Fiction: Final Shuffle

Millicent’s coffin sat at the top of the stairs inside the Broadmanor family mausoleum.

Jeremy Broadmanor, Millicent’s nephew, sighed. He had been expecting this. “Gentlemen, your assistance, please.”

The pallbearers carrying the coffin of Jeremy’s father, Frederick, set their burden down and took up the handles of Millicent’s coffin. Jeremy led the way into the crypt.

“Aunt Millicent,” he said, “this is the third time in the past year you have done this. First when we brought cousin Arnold here. Then, eight months later when poor little Theodore died of the measles. And now again as we bring your dear brother to his final rest. It’s just too bad of you, Aunt Millicent, to play this game at such times.”

He shook his head as he looked at the empty space next to the coffin of his other late aunt, Marvela, Millicent and Frederick’s elder sister. He silently directed the pallbearers to place Millicent’s coffin against a wall on the far side of the crypt, then nodded that they should bring his father down.

“I am very sorry, Aunt Millicent,” Jeremy said to the coffin, “but this is as good as it gets.
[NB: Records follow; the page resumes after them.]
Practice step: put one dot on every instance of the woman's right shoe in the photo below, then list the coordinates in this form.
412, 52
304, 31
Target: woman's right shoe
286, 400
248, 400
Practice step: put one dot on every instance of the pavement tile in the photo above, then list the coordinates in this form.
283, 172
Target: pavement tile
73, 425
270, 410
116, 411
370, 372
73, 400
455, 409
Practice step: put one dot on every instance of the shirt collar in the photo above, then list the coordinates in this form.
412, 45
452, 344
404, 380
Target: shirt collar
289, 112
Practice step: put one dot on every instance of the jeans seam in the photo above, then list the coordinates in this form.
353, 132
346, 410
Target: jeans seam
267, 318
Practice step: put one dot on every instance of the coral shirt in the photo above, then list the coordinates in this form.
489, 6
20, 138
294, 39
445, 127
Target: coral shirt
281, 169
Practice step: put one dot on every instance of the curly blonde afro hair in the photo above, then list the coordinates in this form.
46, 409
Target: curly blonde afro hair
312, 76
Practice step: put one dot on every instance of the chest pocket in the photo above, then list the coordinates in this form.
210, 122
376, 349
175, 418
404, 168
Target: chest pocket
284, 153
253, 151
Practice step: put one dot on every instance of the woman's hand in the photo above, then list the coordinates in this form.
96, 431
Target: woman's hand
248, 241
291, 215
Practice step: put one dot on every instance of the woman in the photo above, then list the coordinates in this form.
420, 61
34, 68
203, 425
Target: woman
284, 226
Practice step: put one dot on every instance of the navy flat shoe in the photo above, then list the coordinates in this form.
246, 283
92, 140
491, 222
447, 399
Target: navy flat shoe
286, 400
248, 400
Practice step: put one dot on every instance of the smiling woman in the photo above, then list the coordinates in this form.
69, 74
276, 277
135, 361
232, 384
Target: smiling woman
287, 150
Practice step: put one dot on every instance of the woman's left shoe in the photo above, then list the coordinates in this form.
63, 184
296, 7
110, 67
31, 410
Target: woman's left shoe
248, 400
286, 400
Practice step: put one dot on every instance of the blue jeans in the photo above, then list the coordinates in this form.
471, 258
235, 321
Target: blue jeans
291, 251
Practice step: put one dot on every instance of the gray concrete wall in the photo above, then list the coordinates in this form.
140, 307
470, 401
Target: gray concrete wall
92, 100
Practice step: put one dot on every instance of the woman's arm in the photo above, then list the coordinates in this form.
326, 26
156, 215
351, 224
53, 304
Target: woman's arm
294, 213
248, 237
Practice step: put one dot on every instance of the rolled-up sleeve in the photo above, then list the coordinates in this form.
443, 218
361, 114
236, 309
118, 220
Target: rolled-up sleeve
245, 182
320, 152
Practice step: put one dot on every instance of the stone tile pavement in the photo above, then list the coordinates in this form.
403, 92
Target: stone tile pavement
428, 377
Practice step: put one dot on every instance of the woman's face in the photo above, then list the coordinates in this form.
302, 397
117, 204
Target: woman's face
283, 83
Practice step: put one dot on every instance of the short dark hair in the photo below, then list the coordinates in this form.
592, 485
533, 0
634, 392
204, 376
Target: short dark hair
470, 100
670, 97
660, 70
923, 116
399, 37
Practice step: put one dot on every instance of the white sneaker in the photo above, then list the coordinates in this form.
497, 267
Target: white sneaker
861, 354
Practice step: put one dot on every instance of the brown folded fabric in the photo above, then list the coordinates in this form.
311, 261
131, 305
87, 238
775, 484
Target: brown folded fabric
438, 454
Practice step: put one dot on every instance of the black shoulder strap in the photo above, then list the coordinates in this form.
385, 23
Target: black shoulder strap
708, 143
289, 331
You are as far from Aunt Marvela as it is possible to be in here. You are part of the family and here you will remain. Surely a lifelong feud was enough; you don’t have to carry it on after your deaths, as well.”

The pallbearers returned and placed Frederick next to Millicent, blocking her in her new resting place. Frederick had always tried to make peace between the sisters.

“Thank you, Father, and good luck,” he said.

As Jeremy trod the steps upward, he heard a small noise. He pondered for years afterward whether it was a final huff from his Aunt Millicent or a sigh of relief from someone else entombed there.